Ghislain Picard, né en 1955 à Pessamit, est un militant autochtone québécois. Il est le chef de l'Assemblée des Premières Nations du Québec et du Labrador depuis 1992.

Biographie[modifier | modifier le code]

Originaire de la communauté innue de Betsiamites sur la Côte-Nord, Ghislain Picard débute des cours en arts et communications en 1976. Il fait un bref séjour au sein de la fonction publique fédérale en 1978 où il reçoit une offre du Conseil des Atikamekw et des Montagnais où il occupe jusqu'en 1983 divers postes en communication. En 1983, il devient cofondateur de la Société de communication atikamekw-montagnais qui diffuse des émissions radiophoniques en langue autochtone à l'ensemble des communautés Atikamekw et Montagnaises. En 1989, il est élu vice-président au sein du Conseil des Atikamekw et des Montagnais.
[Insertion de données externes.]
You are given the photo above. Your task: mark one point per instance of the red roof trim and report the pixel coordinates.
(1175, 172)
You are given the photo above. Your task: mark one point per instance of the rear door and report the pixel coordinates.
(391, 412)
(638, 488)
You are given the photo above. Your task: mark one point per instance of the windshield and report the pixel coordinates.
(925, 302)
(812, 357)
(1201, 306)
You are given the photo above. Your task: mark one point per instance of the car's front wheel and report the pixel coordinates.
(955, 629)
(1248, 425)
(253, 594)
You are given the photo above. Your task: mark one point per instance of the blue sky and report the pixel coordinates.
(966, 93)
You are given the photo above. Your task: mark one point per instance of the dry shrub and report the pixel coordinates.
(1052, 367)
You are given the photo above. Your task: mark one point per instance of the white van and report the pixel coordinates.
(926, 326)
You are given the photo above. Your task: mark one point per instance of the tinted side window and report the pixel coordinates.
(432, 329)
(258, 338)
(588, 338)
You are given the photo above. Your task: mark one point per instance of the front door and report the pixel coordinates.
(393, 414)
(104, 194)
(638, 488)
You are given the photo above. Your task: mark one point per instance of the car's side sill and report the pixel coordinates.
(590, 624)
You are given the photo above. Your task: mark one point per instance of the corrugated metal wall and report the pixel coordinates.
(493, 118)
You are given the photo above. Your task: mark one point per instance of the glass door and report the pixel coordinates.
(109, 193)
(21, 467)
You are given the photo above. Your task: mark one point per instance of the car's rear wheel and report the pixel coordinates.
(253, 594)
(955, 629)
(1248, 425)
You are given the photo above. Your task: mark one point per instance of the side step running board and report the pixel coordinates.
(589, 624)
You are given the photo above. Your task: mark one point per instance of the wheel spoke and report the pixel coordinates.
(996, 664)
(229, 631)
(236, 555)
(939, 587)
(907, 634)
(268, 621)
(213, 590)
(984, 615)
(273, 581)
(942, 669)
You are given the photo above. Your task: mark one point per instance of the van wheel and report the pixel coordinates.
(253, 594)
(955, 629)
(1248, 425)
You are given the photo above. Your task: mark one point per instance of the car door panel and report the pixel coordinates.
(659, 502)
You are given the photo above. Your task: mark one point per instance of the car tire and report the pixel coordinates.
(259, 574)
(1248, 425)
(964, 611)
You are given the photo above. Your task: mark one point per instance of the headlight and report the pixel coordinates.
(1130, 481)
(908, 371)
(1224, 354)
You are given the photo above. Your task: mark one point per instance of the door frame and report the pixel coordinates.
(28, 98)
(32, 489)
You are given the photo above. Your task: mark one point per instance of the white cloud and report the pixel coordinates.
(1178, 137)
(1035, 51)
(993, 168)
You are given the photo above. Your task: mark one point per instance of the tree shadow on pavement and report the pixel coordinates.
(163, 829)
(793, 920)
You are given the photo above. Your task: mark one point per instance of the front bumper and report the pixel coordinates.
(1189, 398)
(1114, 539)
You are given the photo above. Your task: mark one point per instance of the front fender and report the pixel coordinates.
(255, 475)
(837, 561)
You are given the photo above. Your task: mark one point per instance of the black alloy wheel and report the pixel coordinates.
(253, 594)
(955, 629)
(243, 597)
En , il est élu chef régional de l'Assemblée des Premières Nations pour la région du Québec et du Labrador[1]. Il y assure le lien avec les quarante-trois chefs de sa région[2].
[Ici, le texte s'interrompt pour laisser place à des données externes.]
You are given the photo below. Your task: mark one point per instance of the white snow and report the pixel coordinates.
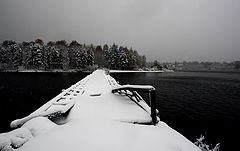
(101, 120)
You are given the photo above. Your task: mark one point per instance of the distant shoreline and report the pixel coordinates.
(136, 71)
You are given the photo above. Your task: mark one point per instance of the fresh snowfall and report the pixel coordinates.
(88, 116)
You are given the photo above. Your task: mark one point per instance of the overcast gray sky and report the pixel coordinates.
(166, 30)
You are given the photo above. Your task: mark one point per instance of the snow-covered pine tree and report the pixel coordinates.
(17, 56)
(122, 60)
(90, 56)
Il est coauteur du livre De Kebec à Québec: cinq siècles d'échanges entre nous en collaboration avec Denis Bouchard et Éric Cardinal (2008, éditions les Intouchables).

En 2009, il participe avec la poète amérindienne Rita Mestokosho à la lecture de textes en langue innue, lors de l'événement artistique Le Moulin à paroles sur les Plaines d'Abraham à Québec.

Il écrit également, en 2018, la préface du roman biographique de Manon Massé, Parler vrai (2018, éditions Écosociété).

Citations[modifier | modifier le code]

  • « Quoi qu’on dise, quoi qu’on fasse, les cultures, les valeurs et les philosophies de nos peuples étaient et sont restées fondamentalement différentes de tout ce qui caractérise la société dominante québécoise. Soyons clairs, et disons les vraies affaires : je ne suis pas canadien, je ne suis pas québécois, je suis innu[3]... » ()
  • « Les Nations autochtones n'ont pas moins le droit à l'autodétermination que le Québec. Il n'y a personne d'autre que nous-mêmes qui peut décider de notre destinée. » ()[4]
  • « Je suis Innu. Je suis souverainiste » ()[5]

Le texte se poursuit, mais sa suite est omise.